The Study shines a spotlight on the bank/insurer relationship to determine clues on behaviors that lead to success. It also identifies weaknesses in the relationship. This Study, moreover, highlights useful information in finding ways to surmount the obstacles between banks and insurers, preventing them from functioning in an optimal manner. This Study only focused on business transacted within the life insurance industry.

South Africa Marketplace

To establish meaningful context, the Study analyzed participants’ share of the bank and insurance markets. One of the challenges in conducting this Study has been the different ownership models that exist between banks and insurers. Believed to influence the meaningfulness of the analyses, results are shown overall as well as split according to affiliation where these results are deemed significantly different.

Key Findings
  • 17 insurers participated in the survey.
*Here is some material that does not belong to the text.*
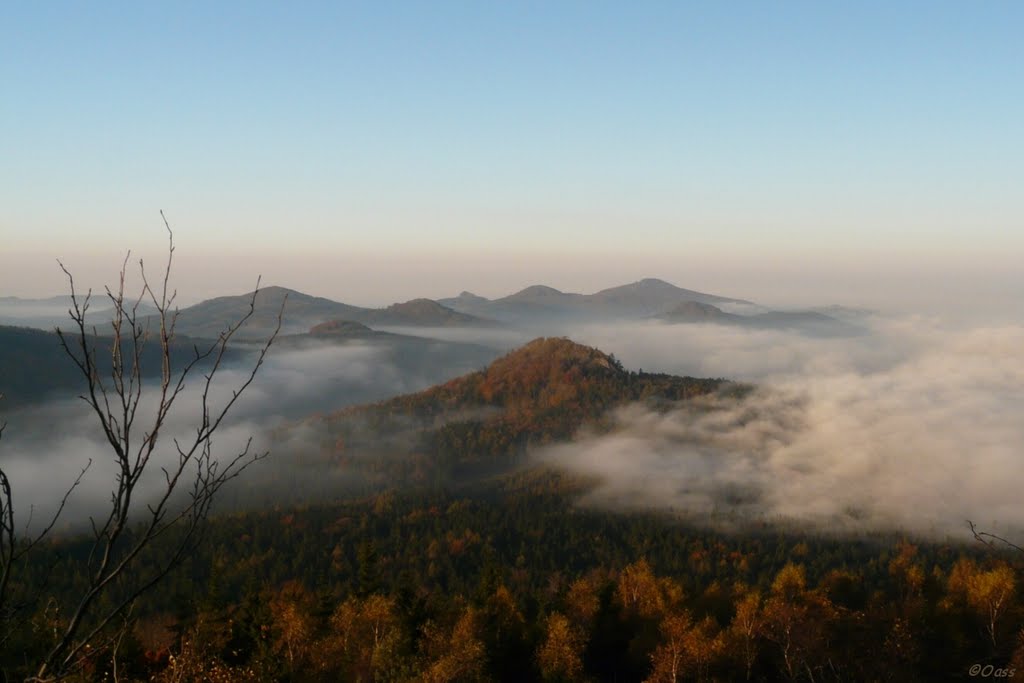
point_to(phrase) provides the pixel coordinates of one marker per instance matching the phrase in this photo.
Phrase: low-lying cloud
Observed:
(916, 427)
  • 7 banks participated in the survey.

  • 54 % of the insurers and 71% of the banks use a combination of distribution methods.

  • 4 out of the 7 banks own an insurer, while 12 of 17 insurers are not owned by banks; 3 of the banks and 5 of the insurers have exclusive arrangements.

  • 13 unique insurers and 6 unique banks participated.

  • If a bank’s agency sales force is dedicated to one insurer and sells that insurer’s product exclusively, it is considered an agency force. If the bank’s agency sales force sells more than one insurers’ product, it is considered a broker.

  • A majority of the market and in excess of 70% of the bancassurance market in South Africa is believed to be represented in this Study.

  • For the purposes of this Study, the term bank includes traditional banks, car financing companies and mortgage origination companies.

  • Large and small banks participated, each representing 43% of responses.

  • The small- to mid-sized insurers were the predominant participants, representing 53%of responses.